Dass die Politik sich bemüht, stellt Sasse nicht in Abrede. Die bayerische CSU-Staatsregierung, die sich gegen den offenen Kurs der Bundeskanzlerin Angela Merkel positioniert hat, ist nach Sasses Beobachtung in der Sache überaus engagiert. Ministerpräsident Horst Seehofer und Wirtschaftsministerin Ilse Aigner seien in engem, raschem Gespräch mit der Wirtschaft, berichtet Sasse, der auch Präsident der Industrie- und Handelskammer für München und Oberbayern ist, aus eigener Erfahrung. Vor Ort aber hapere es.

Immer wieder klagten Kollegen, dass sie aus dem Stand Menschen einstellen könnten, dass sie diese sogar qualifizieren und einarbeiten würden - dass aber die gesetzlichen Bestimmungen dies nicht zuließen.

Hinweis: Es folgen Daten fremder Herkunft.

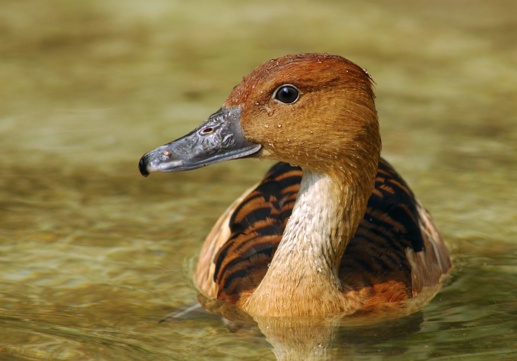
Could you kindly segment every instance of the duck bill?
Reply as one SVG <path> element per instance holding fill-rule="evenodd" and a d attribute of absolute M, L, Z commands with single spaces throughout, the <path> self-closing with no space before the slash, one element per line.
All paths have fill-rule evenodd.
<path fill-rule="evenodd" d="M 261 145 L 242 135 L 240 107 L 221 108 L 186 136 L 146 153 L 138 164 L 147 176 L 153 172 L 180 172 L 250 156 Z"/>

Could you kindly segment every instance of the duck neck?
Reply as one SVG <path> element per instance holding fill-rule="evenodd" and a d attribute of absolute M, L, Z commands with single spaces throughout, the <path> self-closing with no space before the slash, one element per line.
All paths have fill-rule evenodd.
<path fill-rule="evenodd" d="M 269 269 L 245 309 L 292 316 L 338 313 L 359 307 L 347 299 L 338 273 L 341 259 L 365 212 L 369 190 L 341 170 L 303 170 L 293 213 Z M 366 185 L 366 187 L 368 188 Z"/>

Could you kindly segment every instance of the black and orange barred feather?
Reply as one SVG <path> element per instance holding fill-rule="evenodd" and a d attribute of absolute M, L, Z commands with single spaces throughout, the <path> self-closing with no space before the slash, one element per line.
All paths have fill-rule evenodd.
<path fill-rule="evenodd" d="M 302 174 L 300 167 L 278 163 L 237 205 L 229 220 L 231 235 L 213 259 L 217 298 L 235 303 L 260 283 L 291 215 Z M 379 284 L 404 285 L 399 294 L 390 296 L 392 301 L 410 298 L 437 282 L 415 284 L 408 259 L 408 250 L 411 254 L 424 251 L 433 241 L 422 212 L 429 217 L 404 180 L 381 158 L 366 213 L 341 260 L 342 282 L 357 291 Z M 432 253 L 446 273 L 450 267 L 446 254 Z"/>

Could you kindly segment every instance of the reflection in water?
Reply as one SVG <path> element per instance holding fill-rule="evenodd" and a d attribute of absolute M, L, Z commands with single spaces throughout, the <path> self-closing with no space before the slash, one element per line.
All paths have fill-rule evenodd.
<path fill-rule="evenodd" d="M 235 305 L 209 300 L 201 295 L 199 297 L 204 307 L 210 308 L 210 312 L 227 318 L 221 320 L 236 335 L 257 327 L 272 346 L 277 359 L 282 360 L 347 359 L 348 352 L 353 357 L 358 349 L 372 349 L 377 344 L 418 332 L 423 321 L 421 311 L 399 318 L 405 315 L 404 311 L 394 313 L 393 310 L 384 314 L 363 312 L 348 317 L 251 317 Z M 196 304 L 168 315 L 161 322 L 173 325 L 185 320 L 211 317 Z M 393 346 L 379 354 L 392 355 L 404 351 L 404 349 Z"/>

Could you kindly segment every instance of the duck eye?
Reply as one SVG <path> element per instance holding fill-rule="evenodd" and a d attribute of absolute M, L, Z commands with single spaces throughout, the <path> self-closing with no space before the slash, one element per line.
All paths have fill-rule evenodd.
<path fill-rule="evenodd" d="M 281 85 L 275 91 L 273 97 L 284 104 L 292 104 L 300 97 L 300 93 L 294 85 L 285 84 Z"/>

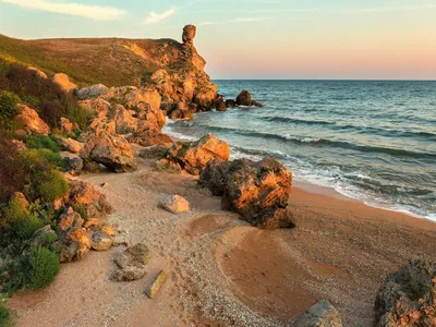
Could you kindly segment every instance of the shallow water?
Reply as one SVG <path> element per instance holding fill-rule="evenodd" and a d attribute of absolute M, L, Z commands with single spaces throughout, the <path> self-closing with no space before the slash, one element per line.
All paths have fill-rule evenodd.
<path fill-rule="evenodd" d="M 233 158 L 274 156 L 296 180 L 436 220 L 436 82 L 215 82 L 266 107 L 198 113 L 166 133 L 214 133 Z"/>

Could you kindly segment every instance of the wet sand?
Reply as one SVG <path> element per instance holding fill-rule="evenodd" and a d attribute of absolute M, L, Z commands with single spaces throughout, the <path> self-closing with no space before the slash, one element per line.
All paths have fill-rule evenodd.
<path fill-rule="evenodd" d="M 117 242 L 152 252 L 142 280 L 110 281 L 113 254 L 90 252 L 62 265 L 46 290 L 15 294 L 17 326 L 289 326 L 327 299 L 346 326 L 371 326 L 379 282 L 410 258 L 435 259 L 436 223 L 368 207 L 328 189 L 296 183 L 290 207 L 296 228 L 263 231 L 220 209 L 196 179 L 156 172 L 141 159 L 134 173 L 85 174 L 108 196 Z M 106 189 L 97 185 L 107 182 Z M 192 211 L 157 207 L 180 194 Z M 156 299 L 144 291 L 166 269 Z"/>

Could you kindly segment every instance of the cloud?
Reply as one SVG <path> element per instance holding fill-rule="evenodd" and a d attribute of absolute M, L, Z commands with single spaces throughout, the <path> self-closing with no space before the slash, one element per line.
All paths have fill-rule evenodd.
<path fill-rule="evenodd" d="M 155 23 L 158 23 L 158 22 L 171 16 L 174 13 L 175 13 L 175 9 L 174 8 L 169 9 L 169 10 L 167 10 L 167 11 L 160 13 L 160 14 L 152 11 L 152 12 L 148 13 L 148 16 L 145 17 L 143 23 L 144 24 L 155 24 Z"/>
<path fill-rule="evenodd" d="M 81 16 L 95 21 L 114 21 L 125 15 L 124 10 L 108 5 L 58 2 L 52 0 L 0 0 L 0 2 L 15 4 L 25 9 Z"/>

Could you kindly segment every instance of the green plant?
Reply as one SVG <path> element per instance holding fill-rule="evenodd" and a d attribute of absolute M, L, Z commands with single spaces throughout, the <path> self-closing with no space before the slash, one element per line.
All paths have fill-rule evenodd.
<path fill-rule="evenodd" d="M 59 255 L 44 246 L 31 250 L 28 264 L 25 287 L 32 290 L 49 286 L 60 270 Z"/>
<path fill-rule="evenodd" d="M 52 203 L 55 199 L 65 195 L 69 191 L 66 180 L 57 170 L 40 174 L 38 184 L 34 186 L 39 195 L 38 197 L 46 203 Z"/>
<path fill-rule="evenodd" d="M 26 138 L 28 148 L 48 148 L 53 153 L 59 153 L 58 144 L 50 136 L 31 136 Z"/>
<path fill-rule="evenodd" d="M 12 118 L 20 113 L 19 102 L 14 93 L 0 90 L 0 125 L 10 129 Z"/>

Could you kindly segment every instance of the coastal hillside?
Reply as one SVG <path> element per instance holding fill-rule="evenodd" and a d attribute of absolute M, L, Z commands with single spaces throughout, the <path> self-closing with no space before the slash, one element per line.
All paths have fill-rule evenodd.
<path fill-rule="evenodd" d="M 159 69 L 189 70 L 172 39 L 72 38 L 21 40 L 0 35 L 0 60 L 65 73 L 77 84 L 140 86 Z"/>

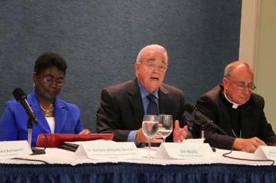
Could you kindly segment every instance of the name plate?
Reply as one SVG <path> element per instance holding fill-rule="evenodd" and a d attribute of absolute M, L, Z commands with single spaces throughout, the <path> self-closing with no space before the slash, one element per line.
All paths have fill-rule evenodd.
<path fill-rule="evenodd" d="M 162 143 L 155 154 L 175 159 L 208 159 L 214 156 L 207 143 Z"/>
<path fill-rule="evenodd" d="M 134 142 L 83 142 L 77 149 L 75 155 L 95 160 L 141 158 Z"/>
<path fill-rule="evenodd" d="M 26 140 L 0 142 L 0 160 L 28 155 L 32 151 Z"/>
<path fill-rule="evenodd" d="M 253 155 L 276 160 L 276 147 L 259 146 Z"/>

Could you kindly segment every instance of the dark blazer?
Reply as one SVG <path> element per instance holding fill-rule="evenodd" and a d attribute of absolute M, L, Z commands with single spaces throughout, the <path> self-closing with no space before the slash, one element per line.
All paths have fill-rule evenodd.
<path fill-rule="evenodd" d="M 179 120 L 180 127 L 185 122 L 184 94 L 182 91 L 166 84 L 159 89 L 159 111 L 172 115 L 173 121 Z M 126 142 L 130 131 L 142 126 L 144 110 L 137 78 L 108 87 L 101 92 L 97 114 L 97 130 L 112 131 L 113 140 Z M 172 141 L 172 135 L 167 138 Z"/>
<path fill-rule="evenodd" d="M 51 133 L 49 125 L 40 109 L 34 90 L 28 95 L 28 103 L 35 114 L 40 127 L 46 133 Z M 0 141 L 28 140 L 28 116 L 22 105 L 15 100 L 7 102 L 0 120 Z M 56 97 L 55 99 L 55 133 L 77 134 L 83 130 L 81 114 L 75 105 Z M 32 147 L 37 144 L 37 136 L 42 133 L 36 125 L 32 130 Z"/>
<path fill-rule="evenodd" d="M 197 101 L 196 107 L 215 124 L 220 127 L 229 136 L 208 125 L 205 127 L 206 142 L 210 146 L 220 149 L 230 149 L 235 137 L 232 131 L 232 122 L 227 103 L 223 93 L 224 87 L 219 85 Z M 264 112 L 264 100 L 258 94 L 252 93 L 249 100 L 241 107 L 240 122 L 241 138 L 250 138 L 257 137 L 267 144 L 276 142 L 276 136 L 271 126 L 266 121 Z M 195 118 L 196 122 L 199 122 Z M 200 127 L 195 125 L 193 129 L 194 137 L 198 137 Z"/>

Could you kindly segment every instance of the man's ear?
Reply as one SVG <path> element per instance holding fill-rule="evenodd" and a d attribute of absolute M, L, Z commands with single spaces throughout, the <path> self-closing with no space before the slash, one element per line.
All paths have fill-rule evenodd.
<path fill-rule="evenodd" d="M 228 83 L 229 80 L 226 78 L 224 78 L 222 80 L 222 85 L 224 86 L 224 89 L 227 89 L 227 84 Z"/>
<path fill-rule="evenodd" d="M 139 70 L 139 69 L 140 68 L 140 64 L 136 63 L 135 66 L 135 72 L 138 73 Z"/>

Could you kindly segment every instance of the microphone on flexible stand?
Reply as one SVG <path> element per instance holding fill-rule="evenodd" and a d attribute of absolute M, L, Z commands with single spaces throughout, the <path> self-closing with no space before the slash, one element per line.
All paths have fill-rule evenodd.
<path fill-rule="evenodd" d="M 197 108 L 195 108 L 195 106 L 193 106 L 191 103 L 188 103 L 185 105 L 184 107 L 185 111 L 188 112 L 189 114 L 199 117 L 203 122 L 195 122 L 197 125 L 201 125 L 201 138 L 204 138 L 204 125 L 206 124 L 206 125 L 211 125 L 215 129 L 219 130 L 222 133 L 224 133 L 225 135 L 227 136 L 228 136 L 223 129 L 221 129 L 219 126 L 217 126 L 216 124 L 215 124 L 213 120 L 209 119 L 207 116 L 206 116 L 204 114 L 201 113 L 199 110 L 197 110 Z M 213 151 L 215 151 L 215 149 L 214 147 L 211 147 Z M 233 149 L 233 144 L 232 144 L 232 149 Z"/>
<path fill-rule="evenodd" d="M 28 116 L 29 116 L 29 119 L 28 120 L 28 124 L 27 124 L 28 142 L 30 147 L 31 147 L 32 122 L 34 122 L 34 124 L 39 128 L 39 129 L 44 133 L 44 135 L 45 135 L 45 132 L 43 131 L 43 129 L 39 126 L 37 118 L 35 116 L 34 111 L 32 111 L 32 108 L 30 107 L 29 103 L 27 101 L 26 94 L 24 93 L 24 92 L 22 90 L 22 89 L 21 89 L 19 87 L 14 89 L 12 92 L 12 95 L 14 96 L 15 100 L 17 100 L 17 101 L 18 103 L 19 103 L 20 104 L 22 105 L 23 107 L 24 107 L 24 109 L 26 111 Z M 46 136 L 46 146 L 45 149 L 39 149 L 37 148 L 31 147 L 32 151 L 32 155 L 44 154 L 45 153 L 44 150 L 46 149 L 46 147 L 48 146 L 48 138 L 47 138 Z"/>
<path fill-rule="evenodd" d="M 189 114 L 198 116 L 200 119 L 201 119 L 204 121 L 204 123 L 205 122 L 206 125 L 211 125 L 215 129 L 221 131 L 224 135 L 229 136 L 228 134 L 226 133 L 223 129 L 221 129 L 218 125 L 217 125 L 215 122 L 213 122 L 210 119 L 209 119 L 207 116 L 206 116 L 204 114 L 201 113 L 195 106 L 193 106 L 191 103 L 188 103 L 185 106 L 184 106 L 185 111 L 188 112 Z M 201 122 L 198 123 L 196 122 L 197 125 L 201 125 Z M 202 133 L 201 133 L 202 135 Z M 213 151 L 215 151 L 215 149 L 214 147 L 211 147 L 212 150 Z M 230 151 L 229 153 L 226 153 L 222 154 L 222 156 L 234 159 L 234 160 L 246 160 L 246 161 L 257 161 L 257 162 L 273 162 L 272 165 L 274 164 L 274 160 L 250 160 L 250 159 L 244 159 L 244 158 L 234 158 L 234 157 L 230 157 L 228 156 L 228 155 L 231 153 L 233 150 L 233 143 L 232 142 L 232 148 L 231 150 Z"/>

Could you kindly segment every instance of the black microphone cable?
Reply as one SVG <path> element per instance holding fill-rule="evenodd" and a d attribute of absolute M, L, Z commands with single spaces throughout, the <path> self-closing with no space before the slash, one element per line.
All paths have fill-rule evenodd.
<path fill-rule="evenodd" d="M 210 125 L 213 128 L 215 128 L 215 129 L 219 130 L 221 132 L 222 132 L 226 136 L 229 136 L 228 134 L 227 134 L 219 126 L 217 126 L 216 124 L 215 124 L 211 120 L 210 120 L 206 116 L 203 115 L 201 112 L 199 112 L 198 111 L 198 109 L 197 108 L 195 108 L 195 107 L 193 106 L 191 103 L 188 103 L 187 104 L 186 104 L 185 107 L 184 107 L 184 109 L 185 109 L 185 111 L 188 111 L 189 114 L 192 114 L 193 116 L 195 116 L 195 115 L 199 114 L 199 115 L 197 115 L 197 116 L 199 118 L 201 118 L 202 120 L 202 121 L 204 122 L 205 122 L 207 125 Z M 208 120 L 208 121 L 206 121 L 206 120 Z M 234 160 L 246 160 L 246 161 L 253 161 L 253 162 L 272 162 L 272 164 L 271 165 L 274 165 L 275 161 L 273 160 L 252 160 L 252 159 L 244 159 L 244 158 L 234 158 L 234 157 L 228 156 L 228 155 L 230 154 L 233 151 L 233 145 L 234 144 L 233 144 L 233 142 L 231 143 L 232 143 L 231 150 L 228 153 L 226 153 L 222 154 L 223 157 L 228 158 L 234 159 Z"/>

Verwaltung sei gewachsen und viele Regeln hätten ihren Sinn - in der aktuellen Situation aber müsse man schnell und unbürokratisch handeln, sagt er. Sasse fordert deshalb eine sofortige Aufenthalts- und Arbeitserlaubnis für diejenigen, die wohl bleiben dürfen. Sehr schnell müsse die Qualifikation ermittelt werden, das sei ein Job für die Industrie- und Handelskammern.

Aber es sei auch klar, dass die Rahmenbedingungen klar definiert sein müssten, für politischen Streit fehle jetzt die Zeit. "Wer weiter hilfsbereit sein will, muss wissen, wie er es sein darf: Wie steht es um das Thema Aufenthaltserlaubnis? Wie gehen wir mit dem Bleiberecht heute noch minderjähriger Flüchtlinge nach einer erfolgreichen Ausbildung um? Wie viele Lehrer und Schulen braucht es, um die nötigen Sprach- und Sachkenntnisse zu vermitteln oder zu erweitern? Wie lässt sich der weitere Zustrom von Zuwanderern dauerhaft regeln?" Der Flüchtlingsgipfel zwischen Bund und Ländern am Donnerstag unter Merkels Leitung habe einiges angeschoben, aber erst die Umsetzung entscheide.

Am Ende geht es wie so oft ums Geld. Die Maßnahmen, weiß Sasse, werden viele Milliarden kosten. "Wir dürfen jetzt nicht aufs Geld gucken und um Haushaltsposten feilschen", sagt Sasse. "Andere Ausgaben müssen zurückstehen - und darunter auch solche, die aus einem parteipolitischen Konzept in die Betriebe hineinwirken sollen." Jeder Tag, der diskutiert statt entschieden werde, lähme die Hilfsbereitschaft in der Wirtschaft - ohne die Merkels "Wir schaffen das!" nicht einzulösen sei.